What’s in a Name: Does the GPO’s Name Change Impact Librarianship?


As of Wednesday, December 17th, the GPO is now the Government Publishing Office, a name change undertaken due to “the increasingly prominent role that GPO plays in providing access to Government information in digital formats”. Why did the GPO change their name and does this name change impact the library profession, which, similarly, has managed the transition from print to digital?

The key phrase from the GPO’s press release is “digital formats”: the standard format of information has changed, and so have the responsibilities of the GPO. This governmental agency now manages works born digitally, information disseminated electronically, and older works becoming digitized. As Davita Vance-Cooks, the Director of the Government Publishing Office states: “The name Government Publishing Office better reflects the services that GPO currently provides and will provide in the future.”

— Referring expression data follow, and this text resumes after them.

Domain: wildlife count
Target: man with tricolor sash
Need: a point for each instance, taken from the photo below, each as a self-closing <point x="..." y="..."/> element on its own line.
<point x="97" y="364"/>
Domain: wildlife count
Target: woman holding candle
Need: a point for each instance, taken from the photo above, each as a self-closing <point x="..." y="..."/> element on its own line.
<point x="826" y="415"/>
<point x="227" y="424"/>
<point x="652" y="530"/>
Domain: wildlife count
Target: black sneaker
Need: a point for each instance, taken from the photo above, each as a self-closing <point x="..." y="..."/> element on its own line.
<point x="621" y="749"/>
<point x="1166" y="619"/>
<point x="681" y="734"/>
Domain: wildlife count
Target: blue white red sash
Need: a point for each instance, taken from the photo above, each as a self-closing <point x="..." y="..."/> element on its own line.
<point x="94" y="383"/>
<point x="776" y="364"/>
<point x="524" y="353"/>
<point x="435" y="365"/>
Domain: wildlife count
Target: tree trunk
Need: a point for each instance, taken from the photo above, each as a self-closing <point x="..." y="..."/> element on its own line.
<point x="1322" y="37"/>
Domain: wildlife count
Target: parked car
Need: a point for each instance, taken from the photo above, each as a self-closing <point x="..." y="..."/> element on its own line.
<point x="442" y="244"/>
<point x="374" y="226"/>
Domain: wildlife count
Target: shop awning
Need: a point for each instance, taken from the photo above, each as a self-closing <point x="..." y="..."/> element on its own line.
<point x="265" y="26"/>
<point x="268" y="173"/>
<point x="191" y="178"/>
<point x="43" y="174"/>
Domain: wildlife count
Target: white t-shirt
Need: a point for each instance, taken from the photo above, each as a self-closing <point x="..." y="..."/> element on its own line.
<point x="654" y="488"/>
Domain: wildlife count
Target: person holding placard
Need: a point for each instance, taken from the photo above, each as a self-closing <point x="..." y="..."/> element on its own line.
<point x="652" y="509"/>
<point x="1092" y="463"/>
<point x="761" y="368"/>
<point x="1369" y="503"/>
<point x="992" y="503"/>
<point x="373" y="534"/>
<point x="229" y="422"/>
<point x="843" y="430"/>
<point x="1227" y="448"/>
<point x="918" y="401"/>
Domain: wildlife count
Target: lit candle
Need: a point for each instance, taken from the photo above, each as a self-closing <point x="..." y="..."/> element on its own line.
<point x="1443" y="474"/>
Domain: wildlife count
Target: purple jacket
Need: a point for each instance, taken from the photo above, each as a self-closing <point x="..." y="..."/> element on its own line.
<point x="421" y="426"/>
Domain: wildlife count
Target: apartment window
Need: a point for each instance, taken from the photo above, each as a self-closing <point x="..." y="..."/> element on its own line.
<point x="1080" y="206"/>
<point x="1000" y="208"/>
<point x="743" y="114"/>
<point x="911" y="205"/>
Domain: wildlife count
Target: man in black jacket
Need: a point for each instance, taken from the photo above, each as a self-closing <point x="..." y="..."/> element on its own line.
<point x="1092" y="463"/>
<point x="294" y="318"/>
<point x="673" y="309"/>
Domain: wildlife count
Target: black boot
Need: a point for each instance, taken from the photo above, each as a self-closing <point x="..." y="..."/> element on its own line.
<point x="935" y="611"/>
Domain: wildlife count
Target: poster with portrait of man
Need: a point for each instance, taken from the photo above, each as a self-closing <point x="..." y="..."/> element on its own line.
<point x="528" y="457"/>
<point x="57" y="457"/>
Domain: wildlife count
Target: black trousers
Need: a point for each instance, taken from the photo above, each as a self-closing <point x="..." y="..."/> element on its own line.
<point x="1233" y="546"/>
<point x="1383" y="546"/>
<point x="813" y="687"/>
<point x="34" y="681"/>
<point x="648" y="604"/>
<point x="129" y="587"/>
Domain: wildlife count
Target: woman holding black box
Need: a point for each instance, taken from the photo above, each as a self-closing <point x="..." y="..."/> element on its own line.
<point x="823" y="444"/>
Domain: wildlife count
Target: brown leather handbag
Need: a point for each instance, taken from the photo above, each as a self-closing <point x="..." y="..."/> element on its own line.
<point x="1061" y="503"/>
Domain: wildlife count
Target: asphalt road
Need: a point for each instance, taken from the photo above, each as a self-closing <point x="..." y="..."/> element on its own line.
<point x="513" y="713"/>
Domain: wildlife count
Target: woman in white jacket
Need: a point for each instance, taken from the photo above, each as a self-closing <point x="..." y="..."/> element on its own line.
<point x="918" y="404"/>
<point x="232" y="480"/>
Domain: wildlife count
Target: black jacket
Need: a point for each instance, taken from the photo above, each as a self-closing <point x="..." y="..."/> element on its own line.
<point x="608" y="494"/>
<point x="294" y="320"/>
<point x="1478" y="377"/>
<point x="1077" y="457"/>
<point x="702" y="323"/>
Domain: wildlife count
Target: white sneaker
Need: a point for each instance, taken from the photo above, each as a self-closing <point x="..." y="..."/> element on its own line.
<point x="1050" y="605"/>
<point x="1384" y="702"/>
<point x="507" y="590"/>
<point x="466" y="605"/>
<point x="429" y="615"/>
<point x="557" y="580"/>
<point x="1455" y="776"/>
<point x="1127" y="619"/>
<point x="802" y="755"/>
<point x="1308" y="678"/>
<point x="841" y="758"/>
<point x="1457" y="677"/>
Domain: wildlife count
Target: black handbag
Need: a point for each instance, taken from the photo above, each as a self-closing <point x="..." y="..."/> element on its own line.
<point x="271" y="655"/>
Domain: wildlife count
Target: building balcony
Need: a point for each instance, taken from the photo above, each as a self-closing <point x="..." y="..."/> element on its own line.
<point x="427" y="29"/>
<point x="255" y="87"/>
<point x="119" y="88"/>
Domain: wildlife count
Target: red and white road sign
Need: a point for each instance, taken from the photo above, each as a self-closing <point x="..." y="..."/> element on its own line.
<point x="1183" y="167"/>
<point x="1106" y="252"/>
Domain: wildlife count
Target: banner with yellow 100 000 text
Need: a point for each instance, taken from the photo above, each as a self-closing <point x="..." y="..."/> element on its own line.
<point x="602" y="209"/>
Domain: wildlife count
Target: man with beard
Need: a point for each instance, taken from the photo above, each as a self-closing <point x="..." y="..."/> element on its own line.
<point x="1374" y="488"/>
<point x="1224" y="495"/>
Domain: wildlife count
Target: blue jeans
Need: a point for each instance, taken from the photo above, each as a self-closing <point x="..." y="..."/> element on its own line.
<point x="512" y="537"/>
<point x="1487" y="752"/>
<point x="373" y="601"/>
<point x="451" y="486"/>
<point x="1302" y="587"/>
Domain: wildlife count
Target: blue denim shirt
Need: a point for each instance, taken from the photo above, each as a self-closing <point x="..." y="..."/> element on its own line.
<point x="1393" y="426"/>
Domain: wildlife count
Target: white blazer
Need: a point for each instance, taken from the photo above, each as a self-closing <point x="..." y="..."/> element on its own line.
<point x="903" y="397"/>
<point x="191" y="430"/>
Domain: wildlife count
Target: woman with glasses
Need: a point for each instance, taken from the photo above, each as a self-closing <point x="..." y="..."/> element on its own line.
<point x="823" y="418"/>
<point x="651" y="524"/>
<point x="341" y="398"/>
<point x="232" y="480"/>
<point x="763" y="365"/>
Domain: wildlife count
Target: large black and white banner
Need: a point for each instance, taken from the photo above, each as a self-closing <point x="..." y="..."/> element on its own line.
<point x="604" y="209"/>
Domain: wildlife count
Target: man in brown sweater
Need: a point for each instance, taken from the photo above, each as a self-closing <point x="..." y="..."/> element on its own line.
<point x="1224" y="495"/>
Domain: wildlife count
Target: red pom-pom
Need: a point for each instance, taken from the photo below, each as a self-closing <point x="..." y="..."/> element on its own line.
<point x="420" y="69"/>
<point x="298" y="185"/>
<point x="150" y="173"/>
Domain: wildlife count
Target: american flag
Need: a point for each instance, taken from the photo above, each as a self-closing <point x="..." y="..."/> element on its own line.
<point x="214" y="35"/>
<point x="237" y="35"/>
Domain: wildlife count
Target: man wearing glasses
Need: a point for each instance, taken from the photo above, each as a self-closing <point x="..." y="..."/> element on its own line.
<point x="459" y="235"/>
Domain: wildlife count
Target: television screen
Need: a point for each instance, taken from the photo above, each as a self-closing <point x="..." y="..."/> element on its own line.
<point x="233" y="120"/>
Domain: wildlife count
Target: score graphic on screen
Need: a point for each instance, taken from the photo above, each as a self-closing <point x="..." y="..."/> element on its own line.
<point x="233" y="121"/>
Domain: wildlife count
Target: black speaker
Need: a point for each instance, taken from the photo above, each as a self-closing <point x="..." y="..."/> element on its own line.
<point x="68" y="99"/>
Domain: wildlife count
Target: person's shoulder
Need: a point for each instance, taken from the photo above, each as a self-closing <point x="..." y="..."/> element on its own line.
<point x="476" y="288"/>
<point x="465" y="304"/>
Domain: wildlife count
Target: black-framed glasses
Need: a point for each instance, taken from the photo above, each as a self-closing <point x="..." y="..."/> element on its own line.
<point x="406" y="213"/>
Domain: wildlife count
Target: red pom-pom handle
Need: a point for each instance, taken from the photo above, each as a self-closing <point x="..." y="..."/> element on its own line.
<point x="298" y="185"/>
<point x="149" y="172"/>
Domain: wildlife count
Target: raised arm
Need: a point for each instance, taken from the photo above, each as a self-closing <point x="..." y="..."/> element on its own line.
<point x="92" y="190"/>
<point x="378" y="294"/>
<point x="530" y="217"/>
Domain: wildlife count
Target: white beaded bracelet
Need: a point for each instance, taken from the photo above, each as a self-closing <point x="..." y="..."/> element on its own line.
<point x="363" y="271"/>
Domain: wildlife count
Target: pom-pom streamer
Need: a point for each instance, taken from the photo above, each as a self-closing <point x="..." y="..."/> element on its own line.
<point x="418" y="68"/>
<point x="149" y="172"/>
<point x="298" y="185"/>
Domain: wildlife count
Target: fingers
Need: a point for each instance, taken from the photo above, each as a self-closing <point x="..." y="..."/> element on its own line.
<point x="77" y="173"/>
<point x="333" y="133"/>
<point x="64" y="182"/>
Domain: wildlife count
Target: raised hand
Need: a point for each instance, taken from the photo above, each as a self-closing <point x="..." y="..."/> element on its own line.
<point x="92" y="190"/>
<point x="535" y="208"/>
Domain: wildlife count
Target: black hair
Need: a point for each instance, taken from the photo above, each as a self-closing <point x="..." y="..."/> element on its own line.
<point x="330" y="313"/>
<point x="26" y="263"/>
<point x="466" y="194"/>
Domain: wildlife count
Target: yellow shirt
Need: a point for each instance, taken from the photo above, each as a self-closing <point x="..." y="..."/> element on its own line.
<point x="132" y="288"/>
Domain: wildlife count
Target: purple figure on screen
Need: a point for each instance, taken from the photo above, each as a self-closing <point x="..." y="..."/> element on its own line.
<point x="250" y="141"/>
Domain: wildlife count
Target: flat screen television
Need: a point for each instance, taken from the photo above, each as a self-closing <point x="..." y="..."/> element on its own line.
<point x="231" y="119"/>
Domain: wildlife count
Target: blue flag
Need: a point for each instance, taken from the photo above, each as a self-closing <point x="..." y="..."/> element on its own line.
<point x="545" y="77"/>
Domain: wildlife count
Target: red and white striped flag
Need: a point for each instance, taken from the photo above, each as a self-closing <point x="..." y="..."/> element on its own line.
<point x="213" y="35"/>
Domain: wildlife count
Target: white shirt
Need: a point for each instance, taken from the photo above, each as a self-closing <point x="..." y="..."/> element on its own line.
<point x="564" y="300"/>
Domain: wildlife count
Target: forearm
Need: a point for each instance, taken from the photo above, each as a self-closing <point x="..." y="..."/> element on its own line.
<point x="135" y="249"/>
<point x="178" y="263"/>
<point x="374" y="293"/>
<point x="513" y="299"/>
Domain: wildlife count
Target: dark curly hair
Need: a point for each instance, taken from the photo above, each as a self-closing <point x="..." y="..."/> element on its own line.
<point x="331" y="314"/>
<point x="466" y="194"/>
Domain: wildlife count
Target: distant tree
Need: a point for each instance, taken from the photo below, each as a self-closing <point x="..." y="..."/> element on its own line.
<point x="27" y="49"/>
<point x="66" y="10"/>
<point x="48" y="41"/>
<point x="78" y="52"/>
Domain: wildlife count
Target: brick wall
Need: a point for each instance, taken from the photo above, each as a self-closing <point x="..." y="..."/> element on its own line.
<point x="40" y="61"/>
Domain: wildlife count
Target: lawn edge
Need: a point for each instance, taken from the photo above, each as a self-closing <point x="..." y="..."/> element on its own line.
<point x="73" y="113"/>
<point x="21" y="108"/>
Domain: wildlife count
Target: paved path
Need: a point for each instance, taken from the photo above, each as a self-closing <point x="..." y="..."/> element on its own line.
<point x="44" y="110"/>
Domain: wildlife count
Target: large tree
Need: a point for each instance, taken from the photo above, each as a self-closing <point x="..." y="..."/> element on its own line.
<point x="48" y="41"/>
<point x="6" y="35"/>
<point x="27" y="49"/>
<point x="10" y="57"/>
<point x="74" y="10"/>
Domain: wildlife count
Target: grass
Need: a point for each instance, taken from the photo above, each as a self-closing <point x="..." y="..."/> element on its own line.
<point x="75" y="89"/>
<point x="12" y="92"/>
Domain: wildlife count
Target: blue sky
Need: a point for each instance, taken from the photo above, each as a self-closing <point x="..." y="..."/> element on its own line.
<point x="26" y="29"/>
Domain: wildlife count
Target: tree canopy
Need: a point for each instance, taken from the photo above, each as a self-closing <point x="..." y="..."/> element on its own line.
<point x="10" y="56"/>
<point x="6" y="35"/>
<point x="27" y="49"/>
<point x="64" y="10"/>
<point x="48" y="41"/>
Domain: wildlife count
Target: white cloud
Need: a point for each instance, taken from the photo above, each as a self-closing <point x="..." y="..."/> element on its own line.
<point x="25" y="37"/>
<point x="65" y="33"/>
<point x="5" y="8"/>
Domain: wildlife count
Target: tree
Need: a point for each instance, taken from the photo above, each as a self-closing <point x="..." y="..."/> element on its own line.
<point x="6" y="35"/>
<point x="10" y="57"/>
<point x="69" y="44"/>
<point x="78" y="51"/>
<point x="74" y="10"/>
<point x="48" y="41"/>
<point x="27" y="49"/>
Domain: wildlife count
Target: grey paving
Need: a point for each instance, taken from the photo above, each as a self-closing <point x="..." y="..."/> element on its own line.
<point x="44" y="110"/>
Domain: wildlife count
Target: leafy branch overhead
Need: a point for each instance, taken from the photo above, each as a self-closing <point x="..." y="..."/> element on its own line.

Upon the agency’s formation, in 1861, the dissemination of information required physical printing, the Printing of the GPO’s name referring to an actual printing press. Reading portions of 44 U.S. Code Chapter 3 – Government Printing Office, reveals various references to bookbinding, printing machinery, printing supplies, and other physical objects required, again, to physically print and distribute governmental information. Nowadays, the printing press has given way to the computer; the Printing in Government Printing Office did not properly reflect the agency’s workflow. And because digital publishing has largely trumped physical printing, the Government Printing Office name became a misnomer: the rebrand shows the GPO wanted to be seen as an agency that publishes, not an agency that prints.

From a perceptional standpoint, the librarian profession is linked to the physical library building. In reality, libraries are going digital, the physical spaces are becoming downsized and/or re-purposed, and librarians are managing these changes by developing skills suited for a new, digital world. The public opinion issue is when those outside the field assume a consequence of disappearing library buildings is disappearing librarians.

Though the economic crash of 2008 and subsequent downsizing certainly took their toll in the library (and every) industry, in its Occupational Outlook Handbook  United States Department of Labor Bureau of Labor Statistics predicts a 7% increase in library positions for the period from 2012 to 2022 (though it must be noted average growth is 11%).  We are looking at future predicted to have librarians, but perhaps not the physical libraries from where the profession takes its name.

The GPO’s response to a physical-to-digital transition was to rebrand itself with a name change—given its similar digital transition, is this something librarianship should explore? Does the profession need some type of macro re-branding? The issue has been explored before: recall the Special Libraries Association’s unsuccessful 2009 proposal to change its name to Strategic Knowledge Professionals (ASKPro). Why did that initiative fail, and what will be the ultimate consequences of the GPO name change? Are there other options to explore, like rebranding the actual concept of “the library” by promoting the concept of digital spaces? Again, our profession has responded well to a constantly changing digital world, but the question is how proactive do we have to be in letting the rest of the world know about it?